3.2 LabVIEW Signal Processing

3.2.1 DTMF Decoder Project

As part of my MEGN300: Design 2 coursework, I co-developed a real-time signal processing application in LabVIEW. The project goal was to decode Dual-Tone Multi-Frequency (DTMF) signals—the tones your phone makes when you press a number—from a live microphone feed.

Project Objectives:

Acquire audio signals from a microphone via a National Instruments DAQ.
Apply digital filtering to remove noise (like 60 Hz mains hum) and prevent aliasing.
Perform a Fast Fourier Transform (FFT) to convert the time-domain signal to the frequency domain.
Isolate and identify the two specific DTMF frequencies present and decode the digit.

3.2.2 System Architecture

The system was designed to satisfy the Nyquist criterion for the highest DTMF frequency (1633 Hz). We used a 5 kHz sampling rate and an analog low-pass anti-aliasing filter before the DAQ.

DTMF Frequency Table:

	1209 Hz	1336 Hz	1477 Hz	1633 Hz
697 Hz	1	2	3	A
770 Hz	4	5	6	B
852 Hz	7	8	9	C
941 Hz	*	0	#	D

3.2.3 Implementation (Back-End vs. Front-End)

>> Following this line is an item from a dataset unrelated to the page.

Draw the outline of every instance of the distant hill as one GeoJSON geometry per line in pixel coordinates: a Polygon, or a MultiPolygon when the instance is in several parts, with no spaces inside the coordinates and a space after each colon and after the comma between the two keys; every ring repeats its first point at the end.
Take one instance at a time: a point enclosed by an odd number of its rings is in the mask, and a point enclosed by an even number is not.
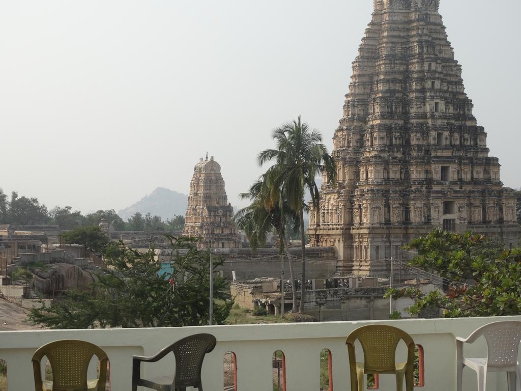
{"type": "Polygon", "coordinates": [[[176,214],[184,216],[188,205],[188,196],[186,194],[158,187],[140,201],[119,211],[118,214],[125,221],[137,212],[143,216],[150,213],[152,216],[159,216],[163,220],[166,220],[176,214]]]}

(a) LabVIEW block diagram (the "back-end") showing the signal processing pipeline.

LabVIEW front panel — (a) LabVIEW block diagram (the "back-end") showing the signal processing pipeline.

Signal Processing Pipeline:

Acquisition: Continuous sampling at 5 kHz from DAQ.
Filtering: A high-pass filter (200 Hz) removes 60 Hz mains noise, then the signal is split into high-frequency (1200-1700 Hz) and low-frequency (650-1000 Hz) bandpass filters.
FFT Analysis: FFT converts each band to its frequency spectrum.
Tone Detection: "In Range and Coerce" blocks identify the presence of specific DTMF frequencies with a ±10 Hz tolerance.
Decoding Logic: The detected frequency pair is mapped to a 2D lookup array to determine the digit.

3.2.4 Performance & Applications

The decoder successfully demonstrated 100% accuracy for signals at nominal volume, with a measured Signal-to-Noise Ratio of 167:1 in lab conditions.

Beyond this project, the principles of frequency-domain analysis are directly applicable to other engineering fields, including:

Seismology: Analyzing seismic wave frequencies to inform structural and civil engineering design.
Vibration Analysis: Using FFTs for machinery fault detection by monitoring frequency signatures.
Communications: Spectrum analysis, modulation, and demodulation.